When did you start working for girls?
Something happened to me in 2014, (I turned 40) and I panicked and began to ask so many questions about my life and future.
I asked myself if I was to die tomorrow how would my children remember me, what values have I instilled in them living my day to day life;
…yes I have instilled good work ethics, value of education but what other values have I passed on especially from my mother, a hard working compassionate woman on whose shoulders I stand and all the other women who came before her. So it became clear to me that if I died at 40, all my kids would remember is that she worked very hard and was always gone on her shift. Hence Vasikana Project was born from a conversation with my sisters on passing on what our mom instilled in us about community service and that nothing changes unless you do something about it.
Why girls, what inspired you so much that you decided it had to be girls?
Girls are the core of every society, girls tend to look back more at their roots and I believe that when you empower a girl, you change their family, their village, and their community. Menstrual Health became our focus after a conversation with my sisters about the struggles of girls in the rural communities to manage their periods in safe dignified ways.
That touched my heart and I wondered why in 2017 we are connected by a touch of a button yet there is little development in the area of menstrual health?
This then made me realize it was the silence in that area; society regards it as a taboo subject and hence no one talks about it. How can it be fixed if we are not talking about it? So Vasikana Project was born from that conviction and is about spreading awareness as well as advocating for solutions.
Inspiring. Who is Zvisinei?
I’m originally from Zimbabwe but now based in the USA. I’m a nurse by profession and I recently completed a Masters in Nursing to become an Adult/Gerontology Acute Care Nurse Practitioner. I have been married for 23 years to Honest Mamutse.
How does this work impact on your own personal life?

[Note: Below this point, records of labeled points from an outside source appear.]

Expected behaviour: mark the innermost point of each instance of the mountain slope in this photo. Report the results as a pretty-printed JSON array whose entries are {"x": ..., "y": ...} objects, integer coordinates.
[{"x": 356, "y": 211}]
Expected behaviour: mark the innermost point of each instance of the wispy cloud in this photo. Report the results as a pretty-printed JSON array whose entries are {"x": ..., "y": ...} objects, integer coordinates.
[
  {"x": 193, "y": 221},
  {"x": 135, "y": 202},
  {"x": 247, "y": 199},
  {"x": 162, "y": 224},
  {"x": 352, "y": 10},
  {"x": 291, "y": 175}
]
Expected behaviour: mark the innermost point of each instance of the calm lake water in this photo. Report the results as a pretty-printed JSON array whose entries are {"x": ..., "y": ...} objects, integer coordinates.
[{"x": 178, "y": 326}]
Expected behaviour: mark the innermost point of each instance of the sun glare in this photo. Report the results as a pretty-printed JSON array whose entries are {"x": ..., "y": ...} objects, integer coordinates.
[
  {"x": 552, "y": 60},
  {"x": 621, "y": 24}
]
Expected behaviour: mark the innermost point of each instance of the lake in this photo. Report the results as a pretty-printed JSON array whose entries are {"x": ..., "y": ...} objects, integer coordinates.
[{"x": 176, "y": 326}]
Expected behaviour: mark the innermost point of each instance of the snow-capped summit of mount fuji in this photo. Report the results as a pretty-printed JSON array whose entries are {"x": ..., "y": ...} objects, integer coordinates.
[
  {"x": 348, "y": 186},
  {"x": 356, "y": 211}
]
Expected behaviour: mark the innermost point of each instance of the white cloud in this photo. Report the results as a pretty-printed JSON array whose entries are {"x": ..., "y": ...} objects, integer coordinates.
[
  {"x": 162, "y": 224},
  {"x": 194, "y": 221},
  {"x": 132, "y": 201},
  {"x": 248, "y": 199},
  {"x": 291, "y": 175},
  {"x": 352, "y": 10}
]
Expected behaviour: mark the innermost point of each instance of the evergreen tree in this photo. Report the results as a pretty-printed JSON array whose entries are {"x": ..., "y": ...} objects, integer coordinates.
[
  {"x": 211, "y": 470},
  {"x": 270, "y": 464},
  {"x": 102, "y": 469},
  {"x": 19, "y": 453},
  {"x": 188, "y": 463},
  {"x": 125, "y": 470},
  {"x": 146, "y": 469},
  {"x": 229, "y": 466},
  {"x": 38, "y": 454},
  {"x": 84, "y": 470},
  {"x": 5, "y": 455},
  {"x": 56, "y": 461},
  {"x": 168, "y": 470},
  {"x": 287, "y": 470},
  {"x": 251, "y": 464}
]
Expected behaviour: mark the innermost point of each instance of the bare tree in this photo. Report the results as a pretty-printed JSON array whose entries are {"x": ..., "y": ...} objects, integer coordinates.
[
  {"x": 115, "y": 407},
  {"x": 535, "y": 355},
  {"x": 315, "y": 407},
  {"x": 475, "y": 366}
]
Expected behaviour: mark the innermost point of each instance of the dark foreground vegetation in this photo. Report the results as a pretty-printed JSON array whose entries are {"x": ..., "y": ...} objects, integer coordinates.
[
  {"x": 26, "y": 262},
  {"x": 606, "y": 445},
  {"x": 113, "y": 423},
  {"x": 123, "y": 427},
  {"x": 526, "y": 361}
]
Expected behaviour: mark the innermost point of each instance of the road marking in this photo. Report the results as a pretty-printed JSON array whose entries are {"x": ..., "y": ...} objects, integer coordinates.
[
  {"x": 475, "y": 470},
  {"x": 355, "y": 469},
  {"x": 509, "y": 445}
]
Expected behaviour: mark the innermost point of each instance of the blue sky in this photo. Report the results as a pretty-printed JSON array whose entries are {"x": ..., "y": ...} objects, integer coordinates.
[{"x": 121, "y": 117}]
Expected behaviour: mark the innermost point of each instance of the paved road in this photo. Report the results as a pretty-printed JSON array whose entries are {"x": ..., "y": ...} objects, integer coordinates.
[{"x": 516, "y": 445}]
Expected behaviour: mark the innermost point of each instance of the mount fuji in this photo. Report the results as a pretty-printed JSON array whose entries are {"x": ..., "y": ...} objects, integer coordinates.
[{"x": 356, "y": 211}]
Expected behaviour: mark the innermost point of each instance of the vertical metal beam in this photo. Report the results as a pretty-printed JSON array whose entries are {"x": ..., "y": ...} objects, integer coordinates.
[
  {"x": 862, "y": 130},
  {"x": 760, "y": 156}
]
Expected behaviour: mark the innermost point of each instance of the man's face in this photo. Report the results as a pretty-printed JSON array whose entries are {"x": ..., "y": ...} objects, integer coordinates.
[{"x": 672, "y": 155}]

It is important as a parent to show your children, and not always tell them. You can’t tell your children education is important when you yourself are sitting on the couch with a remote in your hand watching reality shows. I’m inspired the most by my late mother Judith Mereki, who was so resilient and found the courage to pick herself up and reinvent herself time and time again. She died in 1992 but the values she instilled in me live on.
What advice do you have for other women?
Advice to women my age in the 40s, we have a duty, my sisters, a duty to carry on the legacies impacted on us, our young sisters in the 30s, 20s are looking up to us for guidance. And yes life can be hard and difficult but let’s keep moving, supporting and lifting each other up. There is strength in numbers and there is enough sunshine for each of us to shine.
Have you faced any challenges that you may want to share with us?
There are a lot of challenges that we face as women and it does us no good to sweep these problems under the proverbial rug.
Challenges I have faced are from those that believe speaking about menstrual issues should not be done by a fellow Zimbabwean, women who are embarrassed that menstrual health is even an issue in Zimbabwe. So I find myself explaining, yes, pads are in Zimbabwe, but it is not everyone who can afford them.